Multimodal intent recognition (MIR) seeks to accurately interpret user intentions by integrating verbal and non-verbal information across video, audio and text modalities. While existing approaches prioritize text analysis, they often overlook the rich semantic content embedded in non-verbal cues. This paper presents a novel Wavelet-Driven Multimodal Intent Recognition(WDMIR) framework that enhances intent understanding through frequency-domain analysis of non-verbal information.

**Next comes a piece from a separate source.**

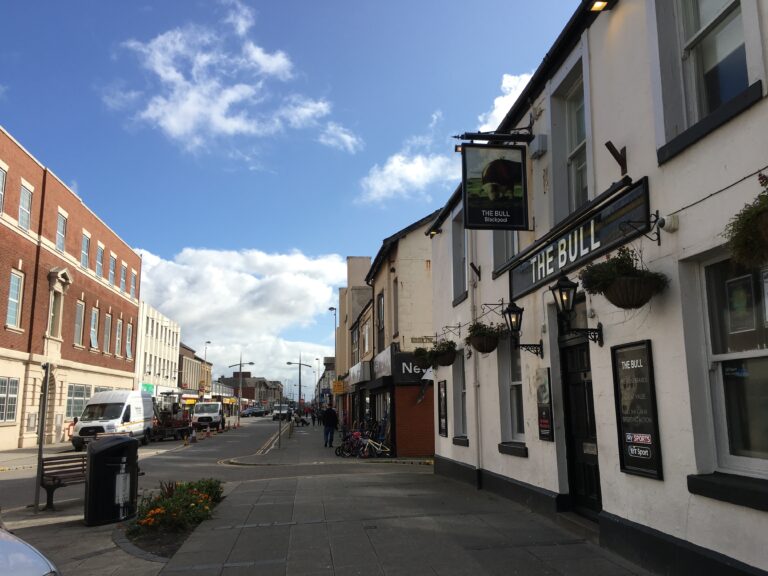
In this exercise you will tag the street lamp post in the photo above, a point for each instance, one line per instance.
(240, 383)
(299, 364)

To be more specific, we propose: (1) a wavelet-driven fusion module that performs synchronized decomposition and integration of video-audio features in the frequency domain, enabling fine-grained analysis of temporal dynamics; (2) a cross-modal interaction mechanism that facilitates progressive feature enhancement from bimodal to trimodal integration, effectively bridging the semantic gap between verbal and non-verbal information. Extensive experiments on MIntRec demonstrate that our approach achieves state-of-the-art performance, surpassing previous methods by 1.13% on accuracy. Ablation studies further verify that the wavelet-driven fusion module significantly improves the extraction of semantic information from non-verbal sources, with a 0.41% increase in recognition accuracy when analyzing subtle emotional cues.